Procore still has a lot of leeway to attract customers. The company believes it captured only 2% of all construction industry logos available. Additionally, the Total Addressable Market (TAM) for construction management software ranges from $ 9.4 billion to $ 12.4 billion, depending on how the company calculates it. Of course, not one company will take advantage of this entire market opportunity, but Procore is positioning itself as the market leader. With existing customers, 43% subscribe to 4 or more of 13 products, so that an expansion is also possible there.

Image source: Getty Images.

Sample size for small revenues

With a public quarter behind Procore, it is difficult to gauge how the company will operate over long periods of time. Still, the company reported positive results for its second quarter with revenue growth of 27% and a GAAP gross margin of 79%. Typically for many newer companies, Procore is not profitable and has a net loss. That loss was made worse by all of the costs associated with going public. Free cash flow was minus $ 1.3 million, but with more than $ 1 billion on balance, Procore doesn’t have to worry about running out of money anytime soon.
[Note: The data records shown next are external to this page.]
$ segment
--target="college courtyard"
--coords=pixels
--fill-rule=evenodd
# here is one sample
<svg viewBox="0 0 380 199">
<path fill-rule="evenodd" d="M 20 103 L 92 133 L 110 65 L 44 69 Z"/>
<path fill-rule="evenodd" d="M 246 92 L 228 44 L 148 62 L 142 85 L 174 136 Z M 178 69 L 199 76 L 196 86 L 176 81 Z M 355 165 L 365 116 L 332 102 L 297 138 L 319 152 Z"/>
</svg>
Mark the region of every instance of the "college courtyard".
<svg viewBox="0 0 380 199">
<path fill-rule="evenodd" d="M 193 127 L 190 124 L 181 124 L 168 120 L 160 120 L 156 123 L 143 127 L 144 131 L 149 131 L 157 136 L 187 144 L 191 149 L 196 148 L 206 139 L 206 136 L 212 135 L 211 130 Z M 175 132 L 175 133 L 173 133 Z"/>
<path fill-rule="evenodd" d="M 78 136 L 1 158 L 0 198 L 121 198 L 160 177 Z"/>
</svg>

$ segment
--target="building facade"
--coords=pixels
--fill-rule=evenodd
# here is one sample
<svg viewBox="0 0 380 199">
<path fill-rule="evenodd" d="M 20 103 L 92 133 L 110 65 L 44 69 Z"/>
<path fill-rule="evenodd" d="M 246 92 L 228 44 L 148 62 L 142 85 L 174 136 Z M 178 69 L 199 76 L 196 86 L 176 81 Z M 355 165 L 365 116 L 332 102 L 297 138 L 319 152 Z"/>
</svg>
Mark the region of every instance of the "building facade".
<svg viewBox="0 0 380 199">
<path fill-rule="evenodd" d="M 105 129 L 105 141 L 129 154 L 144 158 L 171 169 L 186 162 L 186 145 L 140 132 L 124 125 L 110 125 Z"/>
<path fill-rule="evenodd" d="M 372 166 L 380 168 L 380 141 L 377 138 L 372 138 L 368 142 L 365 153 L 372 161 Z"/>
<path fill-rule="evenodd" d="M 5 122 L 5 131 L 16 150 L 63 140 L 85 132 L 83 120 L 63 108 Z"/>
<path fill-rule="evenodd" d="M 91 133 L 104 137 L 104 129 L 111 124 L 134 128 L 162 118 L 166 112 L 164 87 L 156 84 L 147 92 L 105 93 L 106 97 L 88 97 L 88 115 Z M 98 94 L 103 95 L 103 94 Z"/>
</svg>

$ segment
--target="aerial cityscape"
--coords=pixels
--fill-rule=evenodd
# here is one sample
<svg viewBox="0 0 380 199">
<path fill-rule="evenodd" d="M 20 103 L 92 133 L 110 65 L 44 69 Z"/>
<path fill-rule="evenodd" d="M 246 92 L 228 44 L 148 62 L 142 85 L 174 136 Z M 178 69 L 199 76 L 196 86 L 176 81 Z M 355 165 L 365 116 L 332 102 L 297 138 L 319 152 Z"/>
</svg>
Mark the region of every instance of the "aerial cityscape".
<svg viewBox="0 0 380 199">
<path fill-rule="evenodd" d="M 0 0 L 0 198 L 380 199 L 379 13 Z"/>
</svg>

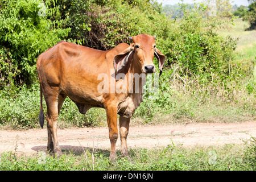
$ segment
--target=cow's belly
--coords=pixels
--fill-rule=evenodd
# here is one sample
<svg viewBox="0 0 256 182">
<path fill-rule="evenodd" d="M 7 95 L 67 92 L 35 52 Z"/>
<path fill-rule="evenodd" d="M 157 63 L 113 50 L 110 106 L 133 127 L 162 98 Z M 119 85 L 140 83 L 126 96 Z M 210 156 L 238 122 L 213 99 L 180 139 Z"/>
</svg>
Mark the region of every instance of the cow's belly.
<svg viewBox="0 0 256 182">
<path fill-rule="evenodd" d="M 142 102 L 142 98 L 128 97 L 119 104 L 117 113 L 125 118 L 130 118 L 133 115 L 135 110 L 139 106 L 141 102 Z"/>
</svg>

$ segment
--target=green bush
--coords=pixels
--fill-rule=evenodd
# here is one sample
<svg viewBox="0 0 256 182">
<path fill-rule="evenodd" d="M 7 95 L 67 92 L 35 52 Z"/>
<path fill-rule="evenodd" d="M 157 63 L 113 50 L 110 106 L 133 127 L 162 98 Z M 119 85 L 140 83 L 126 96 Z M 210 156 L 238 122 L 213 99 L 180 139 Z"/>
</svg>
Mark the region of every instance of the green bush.
<svg viewBox="0 0 256 182">
<path fill-rule="evenodd" d="M 9 64 L 19 72 L 14 75 L 17 85 L 30 84 L 35 80 L 38 56 L 66 37 L 70 31 L 59 27 L 61 21 L 51 19 L 53 14 L 59 13 L 58 7 L 49 8 L 52 2 L 0 1 L 0 44 L 8 49 L 12 56 Z M 5 61 L 1 58 L 0 61 Z"/>
</svg>

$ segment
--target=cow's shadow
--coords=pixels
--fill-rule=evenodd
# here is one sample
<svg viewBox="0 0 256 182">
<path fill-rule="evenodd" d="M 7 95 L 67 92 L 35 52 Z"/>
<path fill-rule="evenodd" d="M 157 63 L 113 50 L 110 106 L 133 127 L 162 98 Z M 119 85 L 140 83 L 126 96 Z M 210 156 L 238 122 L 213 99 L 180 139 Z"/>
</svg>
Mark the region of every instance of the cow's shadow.
<svg viewBox="0 0 256 182">
<path fill-rule="evenodd" d="M 85 147 L 81 146 L 60 146 L 61 151 L 63 154 L 72 154 L 74 155 L 82 155 L 88 154 L 88 152 L 90 154 L 92 154 L 93 151 L 94 154 L 100 153 L 103 155 L 104 156 L 109 157 L 110 154 L 110 151 L 108 150 L 102 150 L 99 148 L 91 148 L 91 147 Z M 38 152 L 39 151 L 44 151 L 48 152 L 46 146 L 35 146 L 31 148 L 34 151 Z M 49 154 L 52 154 L 52 152 L 49 152 Z"/>
</svg>

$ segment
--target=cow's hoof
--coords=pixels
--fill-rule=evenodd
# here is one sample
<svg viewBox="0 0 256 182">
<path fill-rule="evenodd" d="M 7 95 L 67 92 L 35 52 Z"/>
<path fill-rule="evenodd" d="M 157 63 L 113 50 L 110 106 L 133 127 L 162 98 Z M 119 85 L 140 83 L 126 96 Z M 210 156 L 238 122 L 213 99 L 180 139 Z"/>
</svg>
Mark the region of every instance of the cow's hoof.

One metric missing from their quarterly results was the net retention rate. Almost all Software-as-a-Service (SaaS) companies report a similar number that shows how customers are increasing their spend. Procore included this metric in their IPO roadshow slides, but it was missing from the second quarter results. In FY19 it was 117% and in FY20 107%. Management noted on the conference call that the retention rate was returning to pre-pandemic numbers, but did not provide the actual number. If management continues to fail to provide this number, investors should be careful. When management pulls a metric, it usually means that the benchmark is not being met.

Appropriate rating

As a SaaS company, Procore’s rating is best compared to others in this area. In addition, Procore is in the growth phase, so the usual price-earnings ratio does not make sense.

Compared to other industry-specific SaaS companies, Procore’s rating looks reasonable. nCino (NASDAQ: NCNO) offers bankers a platform with which they can optimize their business. Veeva Systems’ (NYSE: VEEV) cloud serves the life sciences sector. Both companies, like Procore, focus on a specific industry.

society

P / S

Growth rate

Gross margin

Procore (PCOR)

27.0

27%

79%

nCino (NCNO)

30.6

36%

59%

Veeva Systems (VEEV)

27.7

32%

73%

While Procore doesn’t quite match its competitors’ growth rate, it’s still in the same rating. It also has better gross margins, which means that Procore’s product cost is lower.

Procore has a compelling story and a huge opportunity. With back-to-back earnings reports providing investors with insight into the business, this should prove to be a solid investment. Until then, I wouldn’t go all-in with this company. It’s worth including it as a small position in a long-term growth portfolio to keep track of. After Procore publishes several quarters of results, risk takers can make it a bigger part of a well-diversified portfolio, provided Procore continues its execution.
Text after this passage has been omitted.